Naturalmente que, com esta prestação Gião, se viu consagrado, aos 33 anos, como o primeiro Campeão Nacional de Ralis (Absoluto e Turismo). Isto em termos oficiais, num tema que não é consensual, havendo quem defenda que o arranque do campeonato remontará a dez anos antes, subjacente ao facto de os arquivos da FPAK atribuírem um primeiro título a Fernando Stock, em 1956. Mas essa era uma época em que a velocidade e os ralis se misturavam muito, para além de que os ralis ainda não tinham um formato próximo do que é a actual realidade, correndo-se em estradas abertas e tendo determinadas características (conjugando provas de regularidade, de destreza, de maneabilidade, rampas, etc), estrutura substancialmente diferente da que conhecemos hoje, sendo que apenas mais tarde se tornaria obrigatória a instituição de Especiais cronometradas integradas em percursos fechados ao trânsito.

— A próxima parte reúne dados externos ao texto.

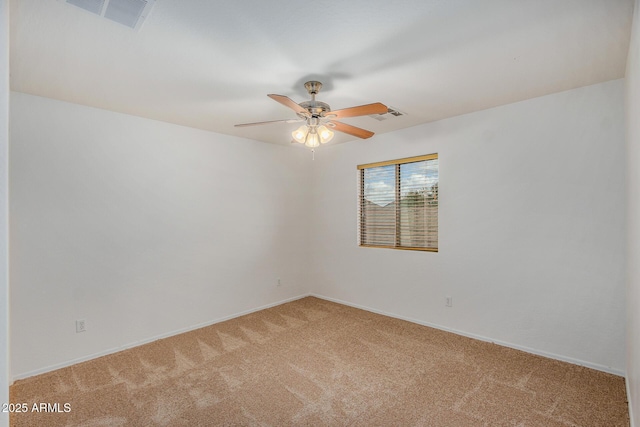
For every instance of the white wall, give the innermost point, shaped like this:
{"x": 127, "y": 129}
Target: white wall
{"x": 4, "y": 208}
{"x": 142, "y": 228}
{"x": 532, "y": 231}
{"x": 633, "y": 219}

Dos sucessos na velocidade até ao título de 1966 no então CNR
Nascido a 16 de Novembro de 1933, Manuel Lopes Gião estreou-se nas competições automóveis aos 25 anos, em 1958, dividindo-se entre corridas de velocidade e ralis, ano em que venceu a sua primeira prova, o Rali do ACP, para no seguinte clamar para si o Troféu Shell e a Rampa de Santarém, usando carros tão diferentes como o MGA ou o Volvo P544 (vulgo “Marreco”).
Nos anos 60 começou a dar nas vistas num BMC 850 e num Austin 850, carros do extinto grupo British Leyland, tornando-se, entretanto, piloto oficial da Austin de J.J. Gonçalves. Seguiu-se o Austin Cooper S 1070 (CL-37-46) e as vitórias, aqui e ali, em Portugal, nomeadamente na XIV Volta a Portugal de 1963 (ano em que alcançou o seu primeiro ceptro, de Campeão Nacional de Condutores / Turismo), na Rampa da Pena e no Circuito de Vila do Conde de 1964.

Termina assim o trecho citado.